Hoping to regain her pastry reputation, Kerry serves ‘Madame Cholet’s Pie’- a shortcrust stunner filled with ‘the everyday things folks leave behind’ including braised beef cheeks and cubes of beef tongue. Layered with thin slices of celeriac and a generous scattering of parsley, its golden-brown lid is decorated with the letter W, as another nod to the Wombles, and it’s served with creamy champ, roasted hispi cabbage and beef jus. As Ed cuts into the pie, it’s obvious the filling is still a little ‘watery’ but everyone loves the flavours. Less enamoured with the accompaniments, Tom sums up by saying, ‘everything about this is good – it just needs a bit more’.

Taking five ingredients mentioned in Seamus Heaney’s translation of five of Aesop’s fables, Gemma’s main course includes another (albeit much smaller) pie, this time filled with Jerusalem artichoke, caramelised onion, chestnut and blue cheese. It sits alongside tender pan-fried venison, artichoke puree, pickled blackberry, apple fondant, barbecued cavolo nero, Jerusalem artichoke crisps and venison sauce. Ed and Nisha think the little pies need packing with more filling and decide they prefer Kerry’s ‘leaky pie’. Tom says Gemma’s dish ‘has definitely got potential’.

Great minds think alike and both Gemma and Kerry serve their pre-desserts in little gift boxes. Kerry’s is a little apple crumble and brown butter cake from ‘Paddington’s Prison Patisserie’, whilst Gemma’s is a white chocolate heart filled with mango crémeux and pineapple salsa inspired by the book Guess How Much I Love You. All agree the chefs have really excelled with canapés and pre-desserts but, this time, it’s Kerry’s turn to triumph.

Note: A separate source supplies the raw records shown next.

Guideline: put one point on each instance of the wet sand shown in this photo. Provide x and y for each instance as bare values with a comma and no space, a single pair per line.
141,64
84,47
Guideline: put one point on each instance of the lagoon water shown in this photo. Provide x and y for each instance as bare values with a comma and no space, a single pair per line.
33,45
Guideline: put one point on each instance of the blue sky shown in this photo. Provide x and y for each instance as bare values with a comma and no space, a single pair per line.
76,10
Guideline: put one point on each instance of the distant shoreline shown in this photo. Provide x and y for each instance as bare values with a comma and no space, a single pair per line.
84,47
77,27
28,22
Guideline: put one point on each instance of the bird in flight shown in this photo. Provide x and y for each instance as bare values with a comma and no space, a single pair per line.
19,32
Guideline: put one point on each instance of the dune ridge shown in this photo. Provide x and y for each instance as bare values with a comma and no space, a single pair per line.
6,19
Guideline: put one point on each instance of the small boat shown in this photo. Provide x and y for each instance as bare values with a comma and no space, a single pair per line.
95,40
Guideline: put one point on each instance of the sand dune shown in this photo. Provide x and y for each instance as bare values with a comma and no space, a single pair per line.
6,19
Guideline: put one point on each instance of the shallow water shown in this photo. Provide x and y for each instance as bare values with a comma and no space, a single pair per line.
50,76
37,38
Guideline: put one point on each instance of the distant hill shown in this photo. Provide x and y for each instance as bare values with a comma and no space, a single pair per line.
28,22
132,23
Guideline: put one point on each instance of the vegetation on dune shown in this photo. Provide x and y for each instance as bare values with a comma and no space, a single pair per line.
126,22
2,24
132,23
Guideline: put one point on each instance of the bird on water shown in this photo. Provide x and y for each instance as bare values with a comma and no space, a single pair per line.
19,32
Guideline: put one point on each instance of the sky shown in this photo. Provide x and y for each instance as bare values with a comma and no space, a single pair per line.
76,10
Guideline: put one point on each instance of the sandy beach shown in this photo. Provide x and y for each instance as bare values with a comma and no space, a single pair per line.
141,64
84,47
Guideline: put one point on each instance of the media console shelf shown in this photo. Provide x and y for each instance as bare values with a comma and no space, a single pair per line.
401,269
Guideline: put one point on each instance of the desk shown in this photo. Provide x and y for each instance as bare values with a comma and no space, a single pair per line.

‘The Green Crayon’ is Kerry’s dessert homage to the work of Oliver Jeffers, never expecting that he’d be one of the people eating it. A crayon-shaped shell of green-coloured tempered white chocolate is filled with mascarpone and white chocolate cheesecake and a core of candied almonds, bay and blackcurrant puree. Wrapped in an edible label, its colourful simplicity wows the judges. ‘It’s amazing!’ declares Tom, and Oliver says he’s ‘beyond flattered’.

Gemma’s ‘The BFG’s BFG’ imagines the friendly giant tucking in to a Black Forest gateau. Cherry compote, caramelised almonds, almond joconde and feuilletine are crammed into a cherry shaped container of mascarpone and amaretto cream, then finished with a cherry-red glaze. A frobscottle champagne cocktail accompanies. Tom and Oliver think the cherry flavour is a little too strong, but all love the spectacular presentation and Tom says, ‘we’ve finished today on super highs’.

It's not over. Andi announces that for the first time on GBM, not only are the chefs tied, but after taking canapés and pre-desserts into account… they’re still tied. Given the casting vote, Andi decides in Gemma’s favour. ‘We hope we’ll see you again, Kerry,’ says Andi. Kerry half nods, then there’s just a hint of panic on her face as she considers the prospect of returning. After a week like that, who could blame her?